Best Radio Talk Show
HALLERIN HILL, WNOX (990 AM, 99.1 FM)

Another perennial winner, Hallerin Hilton Hill still manages to wake up, perk up and tick off more Knoxvillians per minute of airtime than anyone else in town. Hill's three hours of morning radio can encompass anything from inspirational evangelizing to down 'n' dirty political mudslinging to straightforward educational and public service discussions on a range of topics. Whatever Hill's own biases, and they're often not hard to discern, what makes his show both entertaining and valuable is his willingness to turn over the microphone to just about anyone.
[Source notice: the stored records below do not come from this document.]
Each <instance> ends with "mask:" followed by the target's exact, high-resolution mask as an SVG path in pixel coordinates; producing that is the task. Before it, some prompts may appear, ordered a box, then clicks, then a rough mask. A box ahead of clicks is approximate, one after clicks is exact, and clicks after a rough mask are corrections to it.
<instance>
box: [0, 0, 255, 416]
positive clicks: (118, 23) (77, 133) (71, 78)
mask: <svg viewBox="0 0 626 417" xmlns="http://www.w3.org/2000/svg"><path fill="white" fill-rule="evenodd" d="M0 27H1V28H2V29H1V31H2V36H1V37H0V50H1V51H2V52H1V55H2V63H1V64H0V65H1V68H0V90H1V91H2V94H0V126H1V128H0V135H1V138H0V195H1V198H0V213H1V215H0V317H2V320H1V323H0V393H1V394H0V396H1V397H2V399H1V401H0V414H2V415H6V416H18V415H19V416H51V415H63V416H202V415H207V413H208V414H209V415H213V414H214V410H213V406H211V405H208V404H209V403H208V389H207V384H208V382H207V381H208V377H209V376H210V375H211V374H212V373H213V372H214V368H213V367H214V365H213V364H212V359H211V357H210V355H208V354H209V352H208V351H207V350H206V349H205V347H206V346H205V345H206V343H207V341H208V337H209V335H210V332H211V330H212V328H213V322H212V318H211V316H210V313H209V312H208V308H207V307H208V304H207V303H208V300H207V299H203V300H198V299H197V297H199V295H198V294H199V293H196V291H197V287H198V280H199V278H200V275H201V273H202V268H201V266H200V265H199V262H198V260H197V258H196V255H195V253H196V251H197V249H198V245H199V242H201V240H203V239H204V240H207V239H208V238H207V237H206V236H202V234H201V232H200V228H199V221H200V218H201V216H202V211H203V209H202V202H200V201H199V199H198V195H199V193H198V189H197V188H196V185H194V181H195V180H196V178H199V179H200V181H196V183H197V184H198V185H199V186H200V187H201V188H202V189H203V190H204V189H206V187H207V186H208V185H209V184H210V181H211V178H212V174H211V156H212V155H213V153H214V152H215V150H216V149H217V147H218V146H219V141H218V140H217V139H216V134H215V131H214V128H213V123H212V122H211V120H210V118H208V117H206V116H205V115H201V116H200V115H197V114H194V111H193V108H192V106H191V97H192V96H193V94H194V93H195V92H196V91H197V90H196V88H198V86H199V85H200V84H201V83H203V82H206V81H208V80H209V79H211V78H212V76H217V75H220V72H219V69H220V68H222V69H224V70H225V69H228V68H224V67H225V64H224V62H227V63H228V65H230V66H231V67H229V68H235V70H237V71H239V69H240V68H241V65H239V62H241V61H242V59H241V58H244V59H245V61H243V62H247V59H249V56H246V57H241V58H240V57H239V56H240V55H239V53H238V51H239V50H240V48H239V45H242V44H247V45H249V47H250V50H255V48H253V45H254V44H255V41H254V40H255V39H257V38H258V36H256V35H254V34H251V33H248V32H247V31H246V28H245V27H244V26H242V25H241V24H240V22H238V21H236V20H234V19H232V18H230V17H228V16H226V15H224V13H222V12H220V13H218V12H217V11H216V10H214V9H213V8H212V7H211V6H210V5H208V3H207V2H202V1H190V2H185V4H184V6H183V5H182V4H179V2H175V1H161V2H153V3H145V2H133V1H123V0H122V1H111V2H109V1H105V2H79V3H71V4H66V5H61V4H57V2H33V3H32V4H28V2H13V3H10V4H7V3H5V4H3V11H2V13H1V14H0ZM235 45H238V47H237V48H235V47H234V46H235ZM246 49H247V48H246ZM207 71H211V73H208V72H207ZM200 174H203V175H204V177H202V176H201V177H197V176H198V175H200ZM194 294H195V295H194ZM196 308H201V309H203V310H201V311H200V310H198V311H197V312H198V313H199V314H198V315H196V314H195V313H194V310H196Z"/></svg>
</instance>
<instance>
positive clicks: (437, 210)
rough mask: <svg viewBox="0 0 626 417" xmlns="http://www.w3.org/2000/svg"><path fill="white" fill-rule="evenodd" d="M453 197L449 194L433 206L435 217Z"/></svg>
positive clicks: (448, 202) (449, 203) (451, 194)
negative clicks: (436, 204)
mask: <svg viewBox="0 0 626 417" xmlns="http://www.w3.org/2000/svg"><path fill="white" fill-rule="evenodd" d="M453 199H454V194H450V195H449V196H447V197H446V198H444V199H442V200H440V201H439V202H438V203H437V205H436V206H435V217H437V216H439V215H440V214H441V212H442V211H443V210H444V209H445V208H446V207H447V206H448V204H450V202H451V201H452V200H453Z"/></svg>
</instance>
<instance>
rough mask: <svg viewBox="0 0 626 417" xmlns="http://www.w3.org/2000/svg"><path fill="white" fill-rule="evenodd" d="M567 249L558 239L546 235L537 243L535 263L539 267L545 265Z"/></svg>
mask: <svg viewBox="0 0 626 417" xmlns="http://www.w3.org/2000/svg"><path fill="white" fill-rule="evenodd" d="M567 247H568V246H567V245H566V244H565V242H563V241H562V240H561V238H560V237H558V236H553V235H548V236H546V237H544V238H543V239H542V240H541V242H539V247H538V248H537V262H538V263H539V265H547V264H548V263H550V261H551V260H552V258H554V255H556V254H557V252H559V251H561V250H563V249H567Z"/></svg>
And however emotional his callers or guests might get, Hill almost always manages to remain the good-natured calm at the center of the teacup tempests.
(Runners Up: Mancow (WNFZ, 94.3), Sportstalk (WNOX 990 AM, 99.1 FM)

Best TV News
WBIR, CHANNEL 10

Best TV Anchor
TED HALL, WBIR
The surprise isn't that WBIR won the best news category—it always does, just as it consistently takes all comers in the ratings—but that it maintained such a commanding lead in a year that saw the retirement of beloved anchor Bill Williams (a runner up for Knoxvillian of the Year). Williams' phase-out happened slowly, with new guy Ted Hall first taking over the 11 p.m. newscast and then easing into the prime 6 p.m. seat last fall. There were those who wondered whether Hall's lightweight reputation from his years of hosting the station's Live at Five program would hamper his stature as a newsman (his biggest previous story was finding a disoriented Margot Kidder wandering around an airport). But 'tis not so, apparently. Far from holding Channel 10 back, Hall easily picked up Williams' mantle in the Best of Knoxville balloting, walking off with the "Best TV Anchor" honors far ahead of co-host Robin Wilhoit and WATE's Lori Tucker. Of course, former Channel 10 guy Gene Patterson's return to the airwaves via WATE happened relatively recently, so we'll have to wait 'til next year to see if he helps Channel 6 make any headway. For now, Hall and WBIR reign unchallenged, straight from the heart.
(Runners Up: Robin Wilhoit, Lori Tucker)

Best TV Sports
MARK PACKER

When Bob Kesling took over from the retiring John Ward as the radio voice of the Vols, he had a big set of shoes to fill, and he's still trying to get the fit just right. Mark Packer's new job—moving from his B-team slot behind Kesling to the varsity as the lead sports anchor at WBIR—wasn't quite as daunting, but Kesling had been a significant and comfortable presence on the network for years, and Packer's risen admirably to the task, offering clean, energetic sports reporting for the top local network.
(Runners Up: Jim Wogan, Nick Paranjape)

Best TV Weather
MATT HINKIN

For a guy in a profession that's unilaterally criticized, sneered at, and distrusted, WATE's Matt Hinkin is a remarkable specimen: friendly, personable, and, more often than armchair weathermen like to admit, he's usually right. So go stand out in the rain to see if it gets you wet, if that's what you want; we'll stick to Hinkin's nightly forecasts on Channel 6, thank you very much.